Here is the simple structure for getting value out of a Project:

  • Add the context: upload the files that define the work. In the demo, that is the ocean-wave research packet and a small sample dataset.
  • Add Project instructions: tell Claude the goal, audience, source rules, and output style once so future chats start from the same frame.
  • Check understanding first: have Claude summarize what files and data it can see before asking for a chart, outline, or draft.
  • Create a useful output: ask Claude to turn the files into something you can use, like a report introduction, draft structure, summary, graph, or visual idea.

That is the core playbook: put the research materials, instructions, and starter prompt in one Project so every chat can work from the same source base.

AdvancedLevel 3

Go further: switch the Project from Chat to Cowork.

For most readers, regular Project Chat in Claude is enough. Upload the right files, add instructions, ask better questions, and keep related chats in one Project.

If you want to take Projects further, then try Cowork. It is the more advanced, plan-dependent lane where a Project can become more task-oriented, especially when you want Claude to work with richer context from real files, folders, and connected workspaces. Claude has help docs for Projects in Cowork and recurring Cowork tasks if you want the official details.

Here are the cases where Cowork starts to make more sense than regular Project Chat:

  • Stay in Project Chat when: you are asking questions, summarizing uploaded files, drafting from Project knowledge, or learning the workflow.
  • Try Cowork when: the work lives in real folders, local files, connected docs, or a broader project workspace that needs more than uploaded Project knowledge.
  • Start review-only: Cowork can access files and do more than regular chat, so begin by asking it to inspect context, explain what it can do, and propose a plan before you approve file changes or bigger tasks.
  • Use scheduled tasks later: once the workspace is organized, recurring Cowork tasks can help with check-ins, research updates, or project maintenance.
Safe Cowork starter prompt
Using Cowork, inspect the project or folder context you can see and help me understand what work this workspace is ready for.

Do not edit, move, delete, upload, or publish files unless I explicitly approve it.

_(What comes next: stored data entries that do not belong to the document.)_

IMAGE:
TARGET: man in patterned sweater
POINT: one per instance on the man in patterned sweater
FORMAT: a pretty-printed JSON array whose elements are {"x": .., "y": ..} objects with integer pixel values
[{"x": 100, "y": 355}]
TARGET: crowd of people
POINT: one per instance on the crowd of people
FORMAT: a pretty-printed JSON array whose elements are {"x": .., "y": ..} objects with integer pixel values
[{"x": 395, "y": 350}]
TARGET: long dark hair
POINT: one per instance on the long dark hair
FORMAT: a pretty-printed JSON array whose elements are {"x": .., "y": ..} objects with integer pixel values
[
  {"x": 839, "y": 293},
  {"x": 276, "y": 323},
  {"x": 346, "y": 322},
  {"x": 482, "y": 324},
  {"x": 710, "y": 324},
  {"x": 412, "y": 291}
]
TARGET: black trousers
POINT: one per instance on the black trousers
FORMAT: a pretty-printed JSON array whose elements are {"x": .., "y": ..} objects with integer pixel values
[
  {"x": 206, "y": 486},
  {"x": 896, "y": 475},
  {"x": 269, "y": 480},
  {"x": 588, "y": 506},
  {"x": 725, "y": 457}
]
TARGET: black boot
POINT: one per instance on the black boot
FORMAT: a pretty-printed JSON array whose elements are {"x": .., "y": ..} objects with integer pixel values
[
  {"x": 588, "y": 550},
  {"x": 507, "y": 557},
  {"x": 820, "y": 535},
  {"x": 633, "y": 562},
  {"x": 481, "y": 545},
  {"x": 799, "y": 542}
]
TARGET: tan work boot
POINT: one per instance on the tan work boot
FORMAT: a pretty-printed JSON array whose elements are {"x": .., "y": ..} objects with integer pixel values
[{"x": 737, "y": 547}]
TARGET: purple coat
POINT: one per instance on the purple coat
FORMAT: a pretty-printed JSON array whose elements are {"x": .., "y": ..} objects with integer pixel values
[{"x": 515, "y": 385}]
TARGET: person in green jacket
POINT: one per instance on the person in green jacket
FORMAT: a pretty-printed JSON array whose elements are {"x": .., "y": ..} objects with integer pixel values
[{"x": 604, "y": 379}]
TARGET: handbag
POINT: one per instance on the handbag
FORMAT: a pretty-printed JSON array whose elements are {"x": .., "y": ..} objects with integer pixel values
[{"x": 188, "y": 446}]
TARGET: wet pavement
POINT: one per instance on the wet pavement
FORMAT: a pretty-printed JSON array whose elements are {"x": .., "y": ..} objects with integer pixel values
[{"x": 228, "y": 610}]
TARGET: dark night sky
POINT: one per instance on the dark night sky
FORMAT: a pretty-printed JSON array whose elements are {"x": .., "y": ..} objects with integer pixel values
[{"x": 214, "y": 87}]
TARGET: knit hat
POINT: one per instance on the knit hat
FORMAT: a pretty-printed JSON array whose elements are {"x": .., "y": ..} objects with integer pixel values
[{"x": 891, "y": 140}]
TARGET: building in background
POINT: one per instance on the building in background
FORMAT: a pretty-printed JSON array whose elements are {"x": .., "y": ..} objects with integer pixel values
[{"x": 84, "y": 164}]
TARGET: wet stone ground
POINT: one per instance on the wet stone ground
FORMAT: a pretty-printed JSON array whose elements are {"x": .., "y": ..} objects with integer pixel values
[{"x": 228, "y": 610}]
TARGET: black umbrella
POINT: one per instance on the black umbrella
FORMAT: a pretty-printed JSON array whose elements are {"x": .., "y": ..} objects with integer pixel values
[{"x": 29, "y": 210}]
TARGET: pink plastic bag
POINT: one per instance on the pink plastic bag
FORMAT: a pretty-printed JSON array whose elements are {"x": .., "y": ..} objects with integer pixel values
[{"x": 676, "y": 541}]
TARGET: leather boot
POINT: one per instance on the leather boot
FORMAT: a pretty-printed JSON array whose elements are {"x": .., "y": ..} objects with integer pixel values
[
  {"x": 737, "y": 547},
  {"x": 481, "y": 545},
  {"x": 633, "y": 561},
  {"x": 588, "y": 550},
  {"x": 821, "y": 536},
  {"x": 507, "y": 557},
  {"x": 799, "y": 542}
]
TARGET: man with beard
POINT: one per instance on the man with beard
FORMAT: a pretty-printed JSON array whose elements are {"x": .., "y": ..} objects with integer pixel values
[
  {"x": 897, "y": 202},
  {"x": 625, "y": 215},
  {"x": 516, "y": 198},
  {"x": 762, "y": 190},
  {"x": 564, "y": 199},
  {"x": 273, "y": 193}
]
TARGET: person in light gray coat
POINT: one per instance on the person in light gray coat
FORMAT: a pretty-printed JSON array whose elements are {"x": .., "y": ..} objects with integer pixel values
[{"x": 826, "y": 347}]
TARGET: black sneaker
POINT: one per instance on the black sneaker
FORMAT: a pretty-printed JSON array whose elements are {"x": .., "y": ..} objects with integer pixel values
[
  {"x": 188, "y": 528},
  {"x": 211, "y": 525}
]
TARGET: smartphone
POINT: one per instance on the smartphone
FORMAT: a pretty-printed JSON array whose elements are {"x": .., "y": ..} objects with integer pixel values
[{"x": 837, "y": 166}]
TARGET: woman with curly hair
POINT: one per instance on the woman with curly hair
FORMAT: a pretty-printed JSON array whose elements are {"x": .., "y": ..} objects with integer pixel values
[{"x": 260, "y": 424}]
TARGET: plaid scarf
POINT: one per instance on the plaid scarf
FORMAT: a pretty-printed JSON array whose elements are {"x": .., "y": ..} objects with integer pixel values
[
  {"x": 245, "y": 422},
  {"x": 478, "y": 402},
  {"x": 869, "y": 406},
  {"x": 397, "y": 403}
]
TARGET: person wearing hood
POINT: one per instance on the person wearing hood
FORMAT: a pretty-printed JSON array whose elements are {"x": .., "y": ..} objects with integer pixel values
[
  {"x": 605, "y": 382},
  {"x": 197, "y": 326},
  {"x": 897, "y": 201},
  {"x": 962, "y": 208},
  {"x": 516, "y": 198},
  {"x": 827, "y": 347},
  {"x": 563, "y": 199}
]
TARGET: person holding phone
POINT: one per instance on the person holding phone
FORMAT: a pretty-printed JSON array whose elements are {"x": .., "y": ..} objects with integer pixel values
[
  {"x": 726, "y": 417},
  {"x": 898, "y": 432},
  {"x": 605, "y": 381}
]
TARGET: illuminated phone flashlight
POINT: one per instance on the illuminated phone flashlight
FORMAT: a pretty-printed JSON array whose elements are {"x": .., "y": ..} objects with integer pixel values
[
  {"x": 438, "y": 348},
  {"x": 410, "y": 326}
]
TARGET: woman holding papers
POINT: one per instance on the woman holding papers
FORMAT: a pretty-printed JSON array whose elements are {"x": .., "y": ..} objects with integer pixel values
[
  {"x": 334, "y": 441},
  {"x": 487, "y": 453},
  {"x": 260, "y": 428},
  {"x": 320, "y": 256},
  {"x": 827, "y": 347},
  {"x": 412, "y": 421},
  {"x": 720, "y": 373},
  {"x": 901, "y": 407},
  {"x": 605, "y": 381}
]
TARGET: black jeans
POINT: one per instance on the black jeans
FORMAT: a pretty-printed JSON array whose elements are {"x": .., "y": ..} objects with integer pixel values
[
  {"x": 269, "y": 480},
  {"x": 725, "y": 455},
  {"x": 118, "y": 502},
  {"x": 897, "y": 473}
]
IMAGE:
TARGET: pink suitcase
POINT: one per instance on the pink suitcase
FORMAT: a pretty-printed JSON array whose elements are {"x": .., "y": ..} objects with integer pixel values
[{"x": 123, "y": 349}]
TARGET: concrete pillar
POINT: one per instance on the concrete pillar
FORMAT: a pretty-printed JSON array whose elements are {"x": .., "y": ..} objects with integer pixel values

First, inspect the project context you can see.
Then propose:
1. What files, folders, or connected context seem important
2. The best tasks you can help with from this workspace
3. Any missing files, permissions, or instructions
4. A safe first task you recommend I approve

If your Claude screen looks different from the video, do not worry. The principle is the same: Project Chat is the basic reusable-context workflow; Cowork is the more advanced task/workspace layer.